How to Target Your Government Sales Activities
By: Jack Siney
So you have decided you want to “get a piece” of the $6 trillion U.S. government agencies are spending each year. Now the more challenging question is: Where should you focus your sales / business-development activities to win some of this business?
The most recent U.S. Census reports that there are over 89,000 official government agencies in the country. Government agencies include the following federal, state, county, city, town, school district and special-purpose districts:
- Special districts: 37,203
- Municipalities: 19,522
- Townships: 16,364
- Independent school districts: 12,884
- Counties: 3,031
- Federal: 1,300
The reality is that with so many agencies, it is hard to know where to start. Most small to mid-sized companies typically start by trying to contact the purchasing personnel at governmental agencies that are closest to their office. This usually leads to fairly unproductive introductory meetings at city or county office buildings with government purchasing representatives who are generally over-worked, pre-occupied, and not all that interested in meeting with new prospective vendors they have no pending procurements for.
Once most companies participate in 20–30 of these “unproductive” meetings, they either give up on the entire government sales process or they decide to merely respond to any bids or RFPs (request for proposals) they happen to learn about. They stop being “proactive” in trying to grow their business, and go into a “reactive” mode of merely responding to bids and RFPs.
Responding to bids and RFPs is the “traditional” government procurement process. On a regular basis, government agencies release bids/RFPs for goods or services they need to purchase. From a company perspective, the challenges with the bid/RFP process are:
- Highly competitive: bids and RFPs are “announced” to the entire world for any company to respond; hence, they are typically very competitive with a significant number of companies submitting proposals.
- Lower margins: the highly competitive nature of the bid/RFP process typically reduces the margins/profitability of any deals won through this process.
- Limited success: companies will (obviously) only win a percentage of the proposals they submit (which take a significant time to prepare), and even for the efforts they win, they are only “happy” if the amount proposed to win the bid/RFP is not significantly lower than the other proposals. If you win a deal but leave too much money on-the-table (by under-bidding the competition by too much), you aren’t even happy when you win the deal.
- Reactive: the bid/RFP process causes companies to be reactive and “wait” for agencies to release their requirements. This naturally creates limitations in growing your government business.
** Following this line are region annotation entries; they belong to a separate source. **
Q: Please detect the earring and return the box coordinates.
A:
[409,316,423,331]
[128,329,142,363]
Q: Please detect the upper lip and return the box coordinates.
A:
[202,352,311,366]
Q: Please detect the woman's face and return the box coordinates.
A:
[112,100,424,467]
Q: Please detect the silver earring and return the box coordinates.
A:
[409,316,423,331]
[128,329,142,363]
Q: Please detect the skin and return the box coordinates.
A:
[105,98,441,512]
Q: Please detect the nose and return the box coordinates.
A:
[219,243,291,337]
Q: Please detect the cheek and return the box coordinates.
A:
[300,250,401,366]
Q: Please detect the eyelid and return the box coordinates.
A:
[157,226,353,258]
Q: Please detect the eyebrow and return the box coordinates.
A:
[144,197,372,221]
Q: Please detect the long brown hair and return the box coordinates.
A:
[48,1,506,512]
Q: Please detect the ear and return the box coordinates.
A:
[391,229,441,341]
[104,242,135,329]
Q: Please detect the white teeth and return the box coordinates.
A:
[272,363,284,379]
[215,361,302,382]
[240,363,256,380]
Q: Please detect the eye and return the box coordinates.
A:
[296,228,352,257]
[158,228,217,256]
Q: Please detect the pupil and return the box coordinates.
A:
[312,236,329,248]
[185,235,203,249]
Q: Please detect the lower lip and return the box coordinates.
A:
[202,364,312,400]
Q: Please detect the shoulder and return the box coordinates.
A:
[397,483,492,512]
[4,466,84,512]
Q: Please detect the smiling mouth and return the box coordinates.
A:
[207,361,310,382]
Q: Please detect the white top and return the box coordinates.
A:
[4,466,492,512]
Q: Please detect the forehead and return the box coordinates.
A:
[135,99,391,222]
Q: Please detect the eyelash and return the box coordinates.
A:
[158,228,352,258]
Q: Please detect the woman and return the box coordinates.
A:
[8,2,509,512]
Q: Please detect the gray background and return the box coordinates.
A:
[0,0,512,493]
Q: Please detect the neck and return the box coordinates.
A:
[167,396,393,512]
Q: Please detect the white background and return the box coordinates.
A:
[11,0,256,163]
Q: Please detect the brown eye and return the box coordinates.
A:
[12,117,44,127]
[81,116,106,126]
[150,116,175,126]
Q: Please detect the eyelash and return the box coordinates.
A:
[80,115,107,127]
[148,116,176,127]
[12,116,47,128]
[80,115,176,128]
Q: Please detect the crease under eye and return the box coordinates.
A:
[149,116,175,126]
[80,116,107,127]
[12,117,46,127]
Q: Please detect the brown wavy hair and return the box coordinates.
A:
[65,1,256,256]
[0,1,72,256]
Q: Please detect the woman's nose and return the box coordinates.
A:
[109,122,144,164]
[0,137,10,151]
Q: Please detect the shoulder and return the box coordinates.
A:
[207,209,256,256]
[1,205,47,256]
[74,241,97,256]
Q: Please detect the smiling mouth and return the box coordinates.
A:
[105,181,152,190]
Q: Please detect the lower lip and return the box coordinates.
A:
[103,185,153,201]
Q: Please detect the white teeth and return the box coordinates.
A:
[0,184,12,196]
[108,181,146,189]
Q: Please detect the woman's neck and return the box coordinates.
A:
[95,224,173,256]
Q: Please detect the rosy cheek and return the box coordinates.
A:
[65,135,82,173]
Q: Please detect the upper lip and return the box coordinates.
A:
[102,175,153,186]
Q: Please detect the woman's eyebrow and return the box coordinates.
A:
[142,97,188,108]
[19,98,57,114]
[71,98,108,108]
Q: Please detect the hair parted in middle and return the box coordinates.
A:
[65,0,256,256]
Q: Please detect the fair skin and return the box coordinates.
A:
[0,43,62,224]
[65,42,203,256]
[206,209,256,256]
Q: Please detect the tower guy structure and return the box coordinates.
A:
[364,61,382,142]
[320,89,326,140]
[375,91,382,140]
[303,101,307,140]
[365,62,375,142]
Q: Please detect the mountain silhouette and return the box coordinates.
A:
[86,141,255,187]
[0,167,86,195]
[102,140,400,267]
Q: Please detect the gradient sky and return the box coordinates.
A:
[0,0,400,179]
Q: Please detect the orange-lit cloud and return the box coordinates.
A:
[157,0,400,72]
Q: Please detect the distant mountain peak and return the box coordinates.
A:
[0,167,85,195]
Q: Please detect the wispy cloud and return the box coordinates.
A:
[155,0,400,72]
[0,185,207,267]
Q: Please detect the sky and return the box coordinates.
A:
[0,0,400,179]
Even if your company has “success” in the bid/RFP process, less than 20% of all government spending is completed through bids and RFPs. A majority of government spending is processed through the other purchasing processes available to government agencies, including: discretionary spending, state & federal purchasing schedules, and sole-source justifications.
So how do you know where to focus your sales resources if meeting with the local purchasing representatives is inefficient and the bid/RFP process only accounts for a small percentage of the total spending?
The key is that you need to focus on the agencies that are purchasing the products and/or services your company sells. It takes much longer and is much more difficult to convince an agency to “start” purchasing your product/service than it is to sell into agencies that are already purchasing the products and services you sell.
So how do you identify those agencies? Find tools and services that aggregate purchase orders by local agencies to know which governmental agencies are purchasing the products or services your company offers. These databases will also let you know which agencies your competitors are working with, and even what they are charging those agencies.
The bottom-line is that government agencies are spending a lot of money, and you need to determine an efficient, effective way to get your share of the business.